Recent research has suggested that there is a synergistic interaction between D1 and D2 dopamine (DA) receptors and that D1 stimulation by endogenous DA is necessary for the expression of some D2-mediated behavioral effects. The purpose of the present experiment was to examine further the interactions between D1 and D2 receptors using drug discrimination (DD), a behavioral paradigm that is sensitive and selective for D1 and D2 agonist and antagonist activity. Two groups of male Sprague-Dawley rats (N = 8/group) were trained to discriminate the D2 agonist quinpirole (QUIN; either 0.05 or 0.012 mg/kg, ip, 10 min pre-session) from saline (1.0 ml/kg, ip, 10 min pre-session) in a two-lever, food-reinforced DD paradigm. QUIN (0.0015-0.1 mg/kg) produced a dose-related increase in QUIN-appropriate responding in both groups of rats. The D1 agonist SKF 38393 (SKF; 6.4-12.8 mg/kg, ip) given alone did not substitute for QUIN in either of the two training dose groups. The administration of SKF 30 min before QUIN had no effect on the QUIN dose-response function in either group of rats. These results indicate that stimulation of D1 receptors failed to potentiate a behavioral effect mediated by D2 receptors. The D1 antagonist SCH 23390 (SCH; 0.0015-0.05 mg/kg, ip) partially substituted for QUIN in the group trained with the 0.05 dose of QUIN, and to a larger extent in the group trained with the 0.012 dose of QUIN. SCH did not alter the effect of the training dose of QUIN except at a dose high enough to virtually eliminate lever pressing in the group trained to discriminate the high dose of QUIN. The failure of SCH to block QUIN suggests that D1 receptor stimulation by endogenous DA is not necessary for this D2 effect to be expressed. These results may be accounted for by assuming a presynaptic site of action for QUIN in the QUIN discrimination. Further, they demonstrate that the interaction between D1 and D2 receptors cannot be simply characterized as synergistic.
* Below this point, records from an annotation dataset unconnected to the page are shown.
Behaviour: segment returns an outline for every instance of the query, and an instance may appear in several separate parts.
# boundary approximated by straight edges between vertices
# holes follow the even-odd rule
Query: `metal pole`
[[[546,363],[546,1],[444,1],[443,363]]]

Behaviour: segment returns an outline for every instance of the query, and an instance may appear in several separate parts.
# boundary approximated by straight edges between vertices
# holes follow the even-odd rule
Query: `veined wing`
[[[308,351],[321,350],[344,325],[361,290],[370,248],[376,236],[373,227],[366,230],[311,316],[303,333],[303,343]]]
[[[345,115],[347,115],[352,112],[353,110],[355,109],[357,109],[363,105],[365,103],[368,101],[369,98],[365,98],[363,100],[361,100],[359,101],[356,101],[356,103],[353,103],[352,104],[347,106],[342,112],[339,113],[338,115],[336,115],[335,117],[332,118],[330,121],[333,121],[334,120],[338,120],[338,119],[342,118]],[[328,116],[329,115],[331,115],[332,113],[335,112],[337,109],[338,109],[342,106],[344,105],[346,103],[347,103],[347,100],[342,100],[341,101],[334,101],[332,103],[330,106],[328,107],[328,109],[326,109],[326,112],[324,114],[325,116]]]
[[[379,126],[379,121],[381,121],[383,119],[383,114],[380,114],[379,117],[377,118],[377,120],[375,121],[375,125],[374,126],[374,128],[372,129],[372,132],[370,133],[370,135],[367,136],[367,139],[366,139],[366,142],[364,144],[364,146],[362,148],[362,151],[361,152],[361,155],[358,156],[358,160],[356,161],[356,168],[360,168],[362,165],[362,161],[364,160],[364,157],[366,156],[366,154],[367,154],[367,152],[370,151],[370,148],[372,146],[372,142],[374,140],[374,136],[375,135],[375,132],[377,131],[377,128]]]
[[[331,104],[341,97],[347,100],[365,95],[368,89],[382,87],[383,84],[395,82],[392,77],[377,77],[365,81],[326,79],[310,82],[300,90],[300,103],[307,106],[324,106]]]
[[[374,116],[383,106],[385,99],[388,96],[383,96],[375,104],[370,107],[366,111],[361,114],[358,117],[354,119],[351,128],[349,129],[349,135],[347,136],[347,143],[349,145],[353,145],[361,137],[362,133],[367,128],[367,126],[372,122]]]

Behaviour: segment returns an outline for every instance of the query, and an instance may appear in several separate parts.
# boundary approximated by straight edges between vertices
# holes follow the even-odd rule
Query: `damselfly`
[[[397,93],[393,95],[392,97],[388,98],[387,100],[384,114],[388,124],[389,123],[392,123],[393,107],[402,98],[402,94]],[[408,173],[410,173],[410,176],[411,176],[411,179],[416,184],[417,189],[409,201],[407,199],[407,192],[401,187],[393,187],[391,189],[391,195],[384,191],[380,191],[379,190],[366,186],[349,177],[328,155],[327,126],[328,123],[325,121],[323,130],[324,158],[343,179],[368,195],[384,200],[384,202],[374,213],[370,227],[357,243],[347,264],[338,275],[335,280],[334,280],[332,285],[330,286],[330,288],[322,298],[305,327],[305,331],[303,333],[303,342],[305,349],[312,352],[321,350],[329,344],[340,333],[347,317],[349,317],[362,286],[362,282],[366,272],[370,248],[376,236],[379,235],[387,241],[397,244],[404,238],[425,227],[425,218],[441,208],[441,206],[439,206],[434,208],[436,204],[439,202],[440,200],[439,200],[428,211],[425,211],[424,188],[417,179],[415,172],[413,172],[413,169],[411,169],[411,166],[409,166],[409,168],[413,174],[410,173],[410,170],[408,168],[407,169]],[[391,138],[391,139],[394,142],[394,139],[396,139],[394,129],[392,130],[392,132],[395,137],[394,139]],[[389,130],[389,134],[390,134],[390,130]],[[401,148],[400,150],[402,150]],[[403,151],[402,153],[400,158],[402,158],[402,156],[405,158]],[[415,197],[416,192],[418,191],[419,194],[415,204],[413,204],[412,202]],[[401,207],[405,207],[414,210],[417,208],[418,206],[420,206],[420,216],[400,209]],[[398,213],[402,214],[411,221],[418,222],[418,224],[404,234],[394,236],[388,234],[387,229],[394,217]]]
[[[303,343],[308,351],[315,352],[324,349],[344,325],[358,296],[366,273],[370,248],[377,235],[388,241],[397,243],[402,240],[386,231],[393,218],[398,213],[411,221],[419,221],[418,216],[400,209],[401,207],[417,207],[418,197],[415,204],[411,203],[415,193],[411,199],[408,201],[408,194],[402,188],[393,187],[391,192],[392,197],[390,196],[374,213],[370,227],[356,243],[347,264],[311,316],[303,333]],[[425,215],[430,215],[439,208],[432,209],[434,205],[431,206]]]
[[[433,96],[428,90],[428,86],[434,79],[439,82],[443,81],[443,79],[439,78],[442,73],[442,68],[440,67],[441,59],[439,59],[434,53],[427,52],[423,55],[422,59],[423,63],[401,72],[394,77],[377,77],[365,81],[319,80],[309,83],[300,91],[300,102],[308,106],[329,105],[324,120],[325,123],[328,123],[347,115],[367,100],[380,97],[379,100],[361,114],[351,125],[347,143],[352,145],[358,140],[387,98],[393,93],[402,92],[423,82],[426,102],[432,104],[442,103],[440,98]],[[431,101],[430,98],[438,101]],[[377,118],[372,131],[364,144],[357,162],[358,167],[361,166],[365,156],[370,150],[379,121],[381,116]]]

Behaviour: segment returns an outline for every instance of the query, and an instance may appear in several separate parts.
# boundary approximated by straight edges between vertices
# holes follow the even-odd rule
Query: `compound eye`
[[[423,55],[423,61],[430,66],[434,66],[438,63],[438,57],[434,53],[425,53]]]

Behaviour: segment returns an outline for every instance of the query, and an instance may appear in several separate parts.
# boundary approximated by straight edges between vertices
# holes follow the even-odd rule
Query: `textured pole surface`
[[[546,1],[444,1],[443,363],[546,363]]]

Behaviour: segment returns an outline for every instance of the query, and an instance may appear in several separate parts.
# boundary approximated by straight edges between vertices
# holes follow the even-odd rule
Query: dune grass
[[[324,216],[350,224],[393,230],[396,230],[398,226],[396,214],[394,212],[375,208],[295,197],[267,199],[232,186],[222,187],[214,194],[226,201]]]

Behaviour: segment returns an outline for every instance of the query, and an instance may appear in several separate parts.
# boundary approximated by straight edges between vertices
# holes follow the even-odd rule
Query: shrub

近期研究表明,多巴胺(DA)D1和D2受体之间存在协同相互作用,并且内源性DA对D1的刺激对于某些D2介导的行为效应的表达是必要的。本实验的目的是使用药物辨别(DD)进一步研究D1和D2受体之间的相互作用,DD是一种对D1和D2激动剂及拮抗剂活性敏感且具有选择性的行为范式。两组雄性Sprague-Dawley大鼠(每组N = 8)在双杠杆、食物强化的DD范式中接受训练,以辨别D2激动剂喹吡罗(QUIN;0.05或0.012 mg/kg,腹腔注射,训练前10分钟)和生理盐水(1.0 ml/kg,腹腔注射,训练前10分钟)。QUIN(0.0015 - 0.1 mg/kg)在两组大鼠中均产生了与剂量相关的QUIN适应性反应增加。单独给予D1激动剂SKF 38393(SKF;6.4 - 12.8 mg/kg,腹腔注射)在两个训练剂量组中均不能替代QUIN。在QUIN给药前30分钟给予SKF对两组大鼠的QUIN剂量反应函数均无影响。这些结果表明,刺激D1受体未能增强由D2受体介导的行为效应。D1拮抗剂SCH 23390(SCH;0.0015 - 0.05 mg/kg,腹腔注射)在以0.05剂量的QUIN训练的组中部分替代了QUIN,在以0.012剂量的QUIN训练的组中替代程度更大。除了在足以几乎消除辨别高剂量QUIN组中的杠杆按压的高剂量下,SCH并未改变训练剂量的QUIN的效果。SCH未能阻断QUIN表明内源性DA对D1受体的刺激对于该D2效应的表达不是必需的。这些结果可以通过假设QUIN在QUIN辨别中有一个突触前作用位点来解释。此外,它们表明D1和D2受体之间的相互作用不能简单地被描述为协同作用。